One Rule for Islamists and Another for Everyone Else? It's not Fair, it's not British and it's a Recipe for Disaster

How long do you think a white teacher would last in a British primary school if he were to tell his class of seven-year olds that all non-Christians were "filthy heathens"? Or if he referred to black people using the "n-word"? Or he accused all Muslims of being frustrated terrorists?

Not very long, I expect. The story would be a national scandal, with politicians promising to root out this disgraceful attitude wherever they found it, with earnest, handwringing Guardian editorials about the prevalence of racism in modern Britain, and a soundbite from the Prime Minister himself on Channel 4 News reassuring viewers how personally repellant he found the whole appalling business.

So how come for one particular minority the rules are different? How come, when a Birmingham teacher told his Local Education Authority that he had seen signs of an attempted Islamist takeover in local schools as early as 1993, his warnings were ignored and he ended up being dismissed for "gross misconduct"? How come when a headteacher advised the Department of Education of the Birmingham "Trojan Horse" plot in 2010, he too was ignored? How come, the very second it emerged that in certain Birmingham schools Western women were being described by teachers as "white prostitutes" and Westerners generally as "kuffar" the offending teachers weren't sacked and the schools investigated with a view to closure?

The injustice and cowardice and dishonesty of the cultural surrender here seems to me so obvious that I'm astonished it needs spelling out. But apparently it does. Here we are, after perhaps two decades' worth of warnings and rumours that, courtesy of the UK taxpayer, British schoolchildren in parts of the country are being indoctrinated in the virtues of racial and religious hatred and of cultural apartheid. Yet only today have we reached the point where our authorities have come round to acknowledging the problem with the publication of Ofsted's damning report on the way a number of Birmingham schools have been hijacked by Islamist extremists.

Worse still, even now, there remains bitter division within the government over whether confronting the problem remains the right thing to do. Or whether it might be more culturally sensitive to look the other way, because after all, devout Muslims really are concerned about the decadence of the West, and it's only proper that they should be permitted by the British state school system to treat their girls as second-class citizens, and teach them anti-Christmas chants, and stop boys from urinating standing up, because then they'll learn from example what it is to live in tolerant country and we'll all get along just fine, probably.

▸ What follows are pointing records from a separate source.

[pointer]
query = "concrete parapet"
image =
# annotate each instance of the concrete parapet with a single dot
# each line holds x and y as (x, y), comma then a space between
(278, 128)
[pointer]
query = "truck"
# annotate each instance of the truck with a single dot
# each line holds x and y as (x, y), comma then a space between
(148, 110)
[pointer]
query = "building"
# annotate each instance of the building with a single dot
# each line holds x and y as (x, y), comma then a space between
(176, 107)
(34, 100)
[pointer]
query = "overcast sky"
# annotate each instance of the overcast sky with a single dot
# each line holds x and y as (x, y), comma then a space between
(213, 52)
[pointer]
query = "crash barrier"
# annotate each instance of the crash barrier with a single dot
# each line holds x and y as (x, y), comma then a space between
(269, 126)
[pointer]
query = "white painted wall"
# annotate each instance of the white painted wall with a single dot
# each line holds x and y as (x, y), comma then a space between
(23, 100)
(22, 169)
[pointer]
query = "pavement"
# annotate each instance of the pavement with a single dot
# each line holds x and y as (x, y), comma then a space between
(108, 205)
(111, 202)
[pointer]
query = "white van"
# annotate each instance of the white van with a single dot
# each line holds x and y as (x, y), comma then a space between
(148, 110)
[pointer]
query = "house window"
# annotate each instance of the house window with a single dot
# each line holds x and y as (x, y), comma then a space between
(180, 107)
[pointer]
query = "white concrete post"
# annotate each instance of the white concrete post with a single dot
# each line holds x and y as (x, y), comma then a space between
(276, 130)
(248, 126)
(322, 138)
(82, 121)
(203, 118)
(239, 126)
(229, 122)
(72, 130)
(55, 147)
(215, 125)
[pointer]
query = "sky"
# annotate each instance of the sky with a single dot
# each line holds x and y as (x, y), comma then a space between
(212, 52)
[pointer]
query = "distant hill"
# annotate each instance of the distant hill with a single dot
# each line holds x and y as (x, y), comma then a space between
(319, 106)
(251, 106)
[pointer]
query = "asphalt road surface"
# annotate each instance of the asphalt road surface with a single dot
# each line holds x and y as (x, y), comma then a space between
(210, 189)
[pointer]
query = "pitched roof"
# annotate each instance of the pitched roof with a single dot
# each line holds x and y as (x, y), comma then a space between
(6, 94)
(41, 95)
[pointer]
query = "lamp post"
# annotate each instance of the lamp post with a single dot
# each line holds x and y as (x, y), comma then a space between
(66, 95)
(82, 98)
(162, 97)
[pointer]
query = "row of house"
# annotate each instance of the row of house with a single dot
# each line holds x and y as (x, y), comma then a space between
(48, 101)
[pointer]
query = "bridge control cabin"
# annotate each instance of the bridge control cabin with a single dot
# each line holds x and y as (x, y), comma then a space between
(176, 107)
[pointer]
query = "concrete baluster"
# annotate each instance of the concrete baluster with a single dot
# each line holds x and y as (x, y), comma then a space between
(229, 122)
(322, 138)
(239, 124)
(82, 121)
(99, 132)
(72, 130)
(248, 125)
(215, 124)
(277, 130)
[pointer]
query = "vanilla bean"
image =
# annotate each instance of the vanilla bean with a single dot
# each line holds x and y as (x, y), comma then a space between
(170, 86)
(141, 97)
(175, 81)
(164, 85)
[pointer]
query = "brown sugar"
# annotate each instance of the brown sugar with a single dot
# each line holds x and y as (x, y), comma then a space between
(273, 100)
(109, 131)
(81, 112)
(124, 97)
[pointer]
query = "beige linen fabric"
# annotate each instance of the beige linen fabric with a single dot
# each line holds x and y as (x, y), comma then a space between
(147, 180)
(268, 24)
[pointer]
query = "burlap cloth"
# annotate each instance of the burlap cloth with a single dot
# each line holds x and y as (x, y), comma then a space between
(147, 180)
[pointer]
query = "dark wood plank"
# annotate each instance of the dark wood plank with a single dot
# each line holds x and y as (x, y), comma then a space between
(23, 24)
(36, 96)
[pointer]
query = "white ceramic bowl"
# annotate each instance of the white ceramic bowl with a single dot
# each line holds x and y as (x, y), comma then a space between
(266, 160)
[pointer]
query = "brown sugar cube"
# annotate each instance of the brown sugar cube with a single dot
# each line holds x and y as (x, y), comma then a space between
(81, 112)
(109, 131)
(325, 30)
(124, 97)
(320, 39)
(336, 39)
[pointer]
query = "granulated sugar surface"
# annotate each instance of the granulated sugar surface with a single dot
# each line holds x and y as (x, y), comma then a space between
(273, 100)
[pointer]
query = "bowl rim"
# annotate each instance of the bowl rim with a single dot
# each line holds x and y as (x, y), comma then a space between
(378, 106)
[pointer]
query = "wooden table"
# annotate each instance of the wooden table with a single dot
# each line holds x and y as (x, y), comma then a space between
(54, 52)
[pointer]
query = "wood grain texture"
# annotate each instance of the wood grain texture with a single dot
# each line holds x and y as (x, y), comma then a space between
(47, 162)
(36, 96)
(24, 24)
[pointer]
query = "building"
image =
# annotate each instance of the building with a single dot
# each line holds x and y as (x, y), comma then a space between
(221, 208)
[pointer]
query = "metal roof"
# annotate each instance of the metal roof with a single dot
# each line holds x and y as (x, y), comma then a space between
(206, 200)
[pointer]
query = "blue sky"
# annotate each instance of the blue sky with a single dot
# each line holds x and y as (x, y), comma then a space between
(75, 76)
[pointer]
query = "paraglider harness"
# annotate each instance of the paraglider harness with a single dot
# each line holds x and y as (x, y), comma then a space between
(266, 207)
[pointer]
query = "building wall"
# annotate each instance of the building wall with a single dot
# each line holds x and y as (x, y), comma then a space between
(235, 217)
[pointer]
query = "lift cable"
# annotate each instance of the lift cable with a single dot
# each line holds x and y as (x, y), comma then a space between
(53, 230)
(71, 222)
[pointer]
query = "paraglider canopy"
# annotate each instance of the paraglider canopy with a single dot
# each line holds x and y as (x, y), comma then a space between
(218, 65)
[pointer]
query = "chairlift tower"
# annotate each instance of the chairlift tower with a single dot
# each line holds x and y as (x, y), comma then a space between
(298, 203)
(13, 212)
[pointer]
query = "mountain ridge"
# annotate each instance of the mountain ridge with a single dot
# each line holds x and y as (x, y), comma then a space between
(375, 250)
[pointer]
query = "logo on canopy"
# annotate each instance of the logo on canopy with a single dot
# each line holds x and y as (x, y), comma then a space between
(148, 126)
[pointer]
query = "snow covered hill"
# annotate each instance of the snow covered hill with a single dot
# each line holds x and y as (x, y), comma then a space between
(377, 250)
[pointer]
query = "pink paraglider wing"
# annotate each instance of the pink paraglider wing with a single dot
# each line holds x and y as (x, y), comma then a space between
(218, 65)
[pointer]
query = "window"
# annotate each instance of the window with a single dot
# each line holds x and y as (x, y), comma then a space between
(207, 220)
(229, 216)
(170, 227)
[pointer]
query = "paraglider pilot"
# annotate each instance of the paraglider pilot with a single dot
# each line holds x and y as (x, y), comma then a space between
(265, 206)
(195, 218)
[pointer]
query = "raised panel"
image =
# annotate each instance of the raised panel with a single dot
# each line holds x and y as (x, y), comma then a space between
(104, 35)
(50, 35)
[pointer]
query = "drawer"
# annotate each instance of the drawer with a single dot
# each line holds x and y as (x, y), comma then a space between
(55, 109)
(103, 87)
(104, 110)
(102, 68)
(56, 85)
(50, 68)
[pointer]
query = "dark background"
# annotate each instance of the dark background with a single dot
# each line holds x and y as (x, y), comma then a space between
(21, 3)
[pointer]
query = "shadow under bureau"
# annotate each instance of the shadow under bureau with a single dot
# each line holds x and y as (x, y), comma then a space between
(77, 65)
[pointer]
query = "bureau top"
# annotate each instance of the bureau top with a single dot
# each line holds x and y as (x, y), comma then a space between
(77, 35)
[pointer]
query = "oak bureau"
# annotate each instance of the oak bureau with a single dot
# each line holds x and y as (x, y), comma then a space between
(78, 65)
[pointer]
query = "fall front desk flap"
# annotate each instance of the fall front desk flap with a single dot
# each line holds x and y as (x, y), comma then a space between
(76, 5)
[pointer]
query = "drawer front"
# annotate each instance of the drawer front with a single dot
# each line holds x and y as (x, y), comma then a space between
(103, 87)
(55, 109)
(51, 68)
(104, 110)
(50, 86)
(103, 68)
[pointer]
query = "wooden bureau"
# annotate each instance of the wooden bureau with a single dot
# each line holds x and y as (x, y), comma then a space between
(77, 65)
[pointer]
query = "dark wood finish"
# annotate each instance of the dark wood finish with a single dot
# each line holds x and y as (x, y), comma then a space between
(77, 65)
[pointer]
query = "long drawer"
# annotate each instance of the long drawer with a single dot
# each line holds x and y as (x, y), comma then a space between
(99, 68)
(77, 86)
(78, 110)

Representing the first point of view in the Coalition cabinet is Education Secretary Michael Gove. Representing the latter point of view is Home Secretary Theresa May. This is the division responsible for their public spat over the last few days and I can certainly see why Gove refused to back down until absolutely forced to do so by David Cameron. Some points of principle are so important they deserve to take precedence over Coalition government unity or career safety - and this was most definitely one of them.

Over the weekend, I've read one or two pieces attempting to justify May's position on grounds of pragmatism.  Here she is taking her line from the civil service, especially people like Charles Farr, the former MI6 spy who runs the Office for Security and Counter-Terrorism at the Home Office. Farr embodies the attitude which has been government policy since at least the era of Tony Blair: that rather than take on the mammoth task of draining the swamp, it is better to concentrate your efforts on the crocodiles actually attacking your boat. In other words, don't try to combat Islamist extremism in all its forms; focus on the clear and present terrorist threats only.

But as Gove has long known - read his excellent 2006 book Celsius 7/7 - appeasement doesn't work; not only that but, by adopting it as unofficial policy, the various governments which have pursued it are almost certainly going against the wishes of the vast majority of the British people.

Most of us find it quite difficult enough already living in a culture so gag-inducingly politically correct that you can't even play a 1920s recording of the Sun Has Got His Hat On without being hounded by the racist police. The idea that living among us, by special government licence, is a community freed from the obligation to abide either by our increasingly stringent social mores or, in the case of Sharia courts, our laws too, doesn't necessarily transform us all into raging "Islamophobes" (whatever the word means: isn't a phobia an irrational fear?). But it most definitely offends very deeply our traditional British sense of fair play.